Bionic robot architecture
Robot architecture refers to the structural design of one or more robots in terms of information processing and control logic to accomplish a specified goal.
1. Decompose based on function
Functional decomposition-based architectures in artificial intelligence belong to the traditional deliberative intelligence model. Structurally, they are serially distributed, and in terms of execution, they are asynchronous, processing and controlling information according to a "perception-planning-action" pattern. The NASR [MtI] proposed by NASA and the National Institute of Standards and Technology (NIST) is a typical example. The advantages of this architecture are clear system functions, well-defined hierarchies, and simple implementation. However, the asynchronous processing significantly prolongs the system's response time to external events, and changes in the environment necessitate replanning, thus reducing execution efficiency. Therefore, it is only suitable for performing relatively complex tasks in known structured environments.
2. Decomposition based on behavior
In artificial intelligence, behavior-based architectures belong to the category of modern reactive intelligence. Structurally, they are characterized by parallel (inclusive) distribution, while in execution, they are synchronous, meaning information processing and control are performed in parallel according to a "perception-action" model. Typical examples include the behavior-layered inclusive architecture proposed by R.A. Brooks at MIT and the Motor Schemistry-based architecture proposed by Arkin. Their main advantages are short execution time, high efficiency, and strong flexibility. However, due to a lack of overall management, they are difficult to adapt to various situations. Therefore, they are only suitable for performing relatively simple tasks in a virtual environment.
3. Decomposition based on intelligent distribution
The distributed intelligence architecture represents the latest form of distributed intelligence in artificial intelligence. Structurally, it is distributed across multiple agents, while in execution, it operates collaboratively. It can solve individual local problems independently, or collaboratively solve one or more global problems. Multi-agent architectures are a typical example. The advantage of this architecture is that it possesses both the characteristics of "distributed intelligence" and a unified coordination mechanism. However, how to rationally divide and coordinate among the agents still requires extensive research and practice. This architecture has been widely applied in many large-scale intelligent information processing systems.
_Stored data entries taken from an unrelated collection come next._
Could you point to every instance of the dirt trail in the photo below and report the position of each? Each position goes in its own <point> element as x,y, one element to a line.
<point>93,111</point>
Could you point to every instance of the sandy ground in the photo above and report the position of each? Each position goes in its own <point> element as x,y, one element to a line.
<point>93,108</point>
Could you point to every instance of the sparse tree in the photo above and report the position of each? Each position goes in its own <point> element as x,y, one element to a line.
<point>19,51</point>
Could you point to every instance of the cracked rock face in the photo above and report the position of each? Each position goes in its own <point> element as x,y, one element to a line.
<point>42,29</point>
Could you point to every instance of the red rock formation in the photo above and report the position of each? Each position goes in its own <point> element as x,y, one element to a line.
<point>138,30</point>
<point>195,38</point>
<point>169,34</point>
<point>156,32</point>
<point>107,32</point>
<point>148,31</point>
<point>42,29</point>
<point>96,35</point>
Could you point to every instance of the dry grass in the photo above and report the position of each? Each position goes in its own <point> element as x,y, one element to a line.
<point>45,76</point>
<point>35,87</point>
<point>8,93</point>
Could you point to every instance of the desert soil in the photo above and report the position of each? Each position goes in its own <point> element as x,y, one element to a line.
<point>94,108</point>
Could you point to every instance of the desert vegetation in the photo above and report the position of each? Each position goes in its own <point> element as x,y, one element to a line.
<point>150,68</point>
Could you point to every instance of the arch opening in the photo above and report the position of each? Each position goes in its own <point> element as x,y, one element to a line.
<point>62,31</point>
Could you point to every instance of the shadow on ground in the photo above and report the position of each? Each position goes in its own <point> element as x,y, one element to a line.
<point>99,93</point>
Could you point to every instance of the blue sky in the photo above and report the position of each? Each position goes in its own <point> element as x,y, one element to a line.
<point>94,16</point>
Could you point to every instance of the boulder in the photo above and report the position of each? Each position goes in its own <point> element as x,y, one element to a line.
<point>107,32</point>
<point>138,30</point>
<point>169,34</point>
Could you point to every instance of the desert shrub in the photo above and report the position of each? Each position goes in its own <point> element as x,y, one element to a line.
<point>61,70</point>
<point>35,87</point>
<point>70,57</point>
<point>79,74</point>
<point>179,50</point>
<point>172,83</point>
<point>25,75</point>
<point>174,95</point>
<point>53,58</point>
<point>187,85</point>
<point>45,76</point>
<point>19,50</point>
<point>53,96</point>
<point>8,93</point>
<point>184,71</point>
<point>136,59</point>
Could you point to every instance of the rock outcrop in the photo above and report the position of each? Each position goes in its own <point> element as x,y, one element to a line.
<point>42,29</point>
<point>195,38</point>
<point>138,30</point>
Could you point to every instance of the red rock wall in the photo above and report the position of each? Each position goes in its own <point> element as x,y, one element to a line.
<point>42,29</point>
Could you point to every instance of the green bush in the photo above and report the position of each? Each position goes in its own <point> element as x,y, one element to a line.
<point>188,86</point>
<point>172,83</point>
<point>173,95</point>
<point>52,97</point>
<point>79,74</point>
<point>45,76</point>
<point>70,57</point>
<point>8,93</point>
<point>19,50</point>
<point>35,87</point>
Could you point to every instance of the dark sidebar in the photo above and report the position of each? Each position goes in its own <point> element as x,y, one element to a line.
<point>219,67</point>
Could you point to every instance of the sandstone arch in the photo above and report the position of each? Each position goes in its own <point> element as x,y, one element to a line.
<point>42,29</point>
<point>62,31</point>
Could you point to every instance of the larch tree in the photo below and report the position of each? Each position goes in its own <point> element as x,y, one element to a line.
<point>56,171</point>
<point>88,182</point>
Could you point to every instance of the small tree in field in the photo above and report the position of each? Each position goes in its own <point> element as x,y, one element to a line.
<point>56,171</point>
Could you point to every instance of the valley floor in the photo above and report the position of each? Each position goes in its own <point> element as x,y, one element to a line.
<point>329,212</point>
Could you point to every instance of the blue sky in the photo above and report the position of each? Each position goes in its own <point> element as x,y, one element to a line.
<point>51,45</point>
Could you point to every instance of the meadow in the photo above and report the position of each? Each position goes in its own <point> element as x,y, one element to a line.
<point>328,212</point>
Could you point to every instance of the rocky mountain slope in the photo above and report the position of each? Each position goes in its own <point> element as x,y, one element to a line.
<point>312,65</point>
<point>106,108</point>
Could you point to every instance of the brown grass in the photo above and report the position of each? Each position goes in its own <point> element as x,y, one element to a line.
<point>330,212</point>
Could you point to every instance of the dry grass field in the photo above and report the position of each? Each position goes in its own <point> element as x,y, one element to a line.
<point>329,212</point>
Besides the three main architectures mentioned above, there are also some improved hybrid architectures, such as behavior decomposition patterns with feedback loops, hierarchical architectures based on distributed intelligence, and multi-agent structures based on functional decomposition. However, overall, they either lack flexibility and scalability in functional modules, fail to coordinate deliberative intelligence and reactive intelligence effectively, or have imperfect communication mechanisms between different layers.